0

I ran an linear regression with the following commands:

lm.intp <- lm(intp.trust~age,data=Scountry)

And then i hope to draw a scatterplot to compare the residuals of different genders. i use the Scountry$res <- lm.intp$residuals commands to put the regression residuals into the data frame, and then use ggplot to draw the scatterplot. But when i run Scountry$res <- lm.intp$residuals, it keep saying the existing data and assigned data have different rows. how can i avoid this situation?

And when i draw the scatterplot, i hope to use the following commands:

ggplot(Scountry, aes(x=, y=res, color=as.factor(gender))) +geom_point()

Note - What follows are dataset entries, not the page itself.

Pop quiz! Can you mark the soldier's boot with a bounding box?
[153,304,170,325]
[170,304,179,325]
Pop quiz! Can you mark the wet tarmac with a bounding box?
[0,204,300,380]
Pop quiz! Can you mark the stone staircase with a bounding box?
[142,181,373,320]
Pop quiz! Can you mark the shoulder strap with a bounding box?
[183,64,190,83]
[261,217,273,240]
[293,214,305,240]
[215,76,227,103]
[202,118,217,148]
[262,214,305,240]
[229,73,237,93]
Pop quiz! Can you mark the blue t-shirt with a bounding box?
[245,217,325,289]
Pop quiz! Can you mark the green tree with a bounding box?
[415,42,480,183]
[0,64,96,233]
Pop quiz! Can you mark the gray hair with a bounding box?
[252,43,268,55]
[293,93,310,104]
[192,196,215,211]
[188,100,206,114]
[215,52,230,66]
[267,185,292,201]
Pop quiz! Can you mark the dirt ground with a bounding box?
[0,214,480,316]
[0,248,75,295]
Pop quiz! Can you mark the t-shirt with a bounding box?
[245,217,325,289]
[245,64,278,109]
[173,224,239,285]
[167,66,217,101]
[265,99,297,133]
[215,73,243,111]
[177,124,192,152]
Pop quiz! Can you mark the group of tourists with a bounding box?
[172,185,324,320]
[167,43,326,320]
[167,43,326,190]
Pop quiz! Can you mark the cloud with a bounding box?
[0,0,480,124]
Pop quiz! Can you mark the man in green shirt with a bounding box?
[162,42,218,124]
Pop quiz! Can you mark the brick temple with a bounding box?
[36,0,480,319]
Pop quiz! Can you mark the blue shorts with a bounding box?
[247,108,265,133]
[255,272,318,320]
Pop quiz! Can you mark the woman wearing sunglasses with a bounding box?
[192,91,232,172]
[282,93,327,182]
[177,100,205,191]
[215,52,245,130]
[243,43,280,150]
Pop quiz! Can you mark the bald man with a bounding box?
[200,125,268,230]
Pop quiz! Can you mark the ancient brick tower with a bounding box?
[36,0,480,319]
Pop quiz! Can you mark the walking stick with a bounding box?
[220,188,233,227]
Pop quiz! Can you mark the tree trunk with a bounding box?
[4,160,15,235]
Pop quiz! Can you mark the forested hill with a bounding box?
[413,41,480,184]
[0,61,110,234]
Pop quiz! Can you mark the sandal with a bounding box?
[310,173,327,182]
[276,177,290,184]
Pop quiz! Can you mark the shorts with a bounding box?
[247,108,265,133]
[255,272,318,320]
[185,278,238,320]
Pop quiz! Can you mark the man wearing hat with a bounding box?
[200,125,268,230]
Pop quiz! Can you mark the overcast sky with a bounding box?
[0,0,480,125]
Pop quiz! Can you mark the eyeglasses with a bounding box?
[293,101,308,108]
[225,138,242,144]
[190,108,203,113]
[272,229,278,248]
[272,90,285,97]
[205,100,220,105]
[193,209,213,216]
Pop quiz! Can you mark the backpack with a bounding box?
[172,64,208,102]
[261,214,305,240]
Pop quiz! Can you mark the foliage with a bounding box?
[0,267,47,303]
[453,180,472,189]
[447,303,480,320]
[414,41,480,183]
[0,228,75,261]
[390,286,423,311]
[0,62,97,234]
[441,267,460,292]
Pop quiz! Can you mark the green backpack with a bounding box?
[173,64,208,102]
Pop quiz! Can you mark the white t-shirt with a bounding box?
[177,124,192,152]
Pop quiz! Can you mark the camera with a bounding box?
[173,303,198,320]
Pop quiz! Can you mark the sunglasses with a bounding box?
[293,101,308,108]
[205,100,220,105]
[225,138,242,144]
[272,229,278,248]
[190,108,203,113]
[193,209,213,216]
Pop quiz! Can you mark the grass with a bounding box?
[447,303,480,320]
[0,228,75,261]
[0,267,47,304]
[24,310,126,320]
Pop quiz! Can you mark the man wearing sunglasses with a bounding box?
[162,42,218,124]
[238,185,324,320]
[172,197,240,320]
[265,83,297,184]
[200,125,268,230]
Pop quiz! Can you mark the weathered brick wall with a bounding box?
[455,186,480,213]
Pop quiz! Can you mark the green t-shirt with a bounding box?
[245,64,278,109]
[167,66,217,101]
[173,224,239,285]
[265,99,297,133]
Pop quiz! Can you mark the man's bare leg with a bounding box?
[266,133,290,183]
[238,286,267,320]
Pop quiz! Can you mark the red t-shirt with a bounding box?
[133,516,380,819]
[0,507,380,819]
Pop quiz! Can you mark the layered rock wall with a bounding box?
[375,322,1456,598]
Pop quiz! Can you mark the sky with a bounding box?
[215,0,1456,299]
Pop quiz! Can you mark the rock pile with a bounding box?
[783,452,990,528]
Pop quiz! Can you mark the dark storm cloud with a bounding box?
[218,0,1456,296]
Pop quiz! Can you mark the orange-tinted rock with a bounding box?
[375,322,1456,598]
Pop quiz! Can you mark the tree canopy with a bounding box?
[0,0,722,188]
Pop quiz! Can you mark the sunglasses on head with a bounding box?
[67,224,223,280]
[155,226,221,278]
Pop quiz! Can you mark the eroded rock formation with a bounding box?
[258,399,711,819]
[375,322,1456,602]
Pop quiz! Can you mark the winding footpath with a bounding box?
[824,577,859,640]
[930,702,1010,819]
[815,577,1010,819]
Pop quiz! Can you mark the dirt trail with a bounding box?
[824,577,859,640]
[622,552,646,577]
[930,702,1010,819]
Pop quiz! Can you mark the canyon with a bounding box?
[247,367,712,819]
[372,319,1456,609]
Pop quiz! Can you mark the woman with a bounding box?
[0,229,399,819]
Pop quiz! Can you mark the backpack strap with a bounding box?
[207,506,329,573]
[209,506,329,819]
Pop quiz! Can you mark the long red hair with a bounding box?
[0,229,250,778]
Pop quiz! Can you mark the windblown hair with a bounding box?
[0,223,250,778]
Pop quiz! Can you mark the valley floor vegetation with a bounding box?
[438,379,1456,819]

I know that in this plot, y should be the residuals, and the x should be the observations of this data, but i really have no idea what should be wrote in "x=" since the observations in my data have no ID, it's look like this:enter image description here

Could anyone please help me solve this questions? i'd be really appreciated!

Xingchen LIU
  • 91
  • 1
  • 4
  • Can you please provide data. Or at least a few rows? https://stackoverflow.com/questions/5963269/how-to-make-a-great-r-reproducible-example – Bloxx Oct 16 '21 at 22:57
  • Pictures of data are not useful because they do not include important information about the data types of the variables. Your picture does not even include the variables you are using in the analysis. – dcarlson Oct 16 '21 at 23:07
  • I'm sorry but the data frame has more than 400 variables. should i just include variables age, intp.trust and gender which are used here, and put some rows ? – Xingchen LIU Oct 16 '21 at 23:08

1 Answers1

1

Hmm... It works here. I created data the fit your description. Do you maybe have NAs in your dataset?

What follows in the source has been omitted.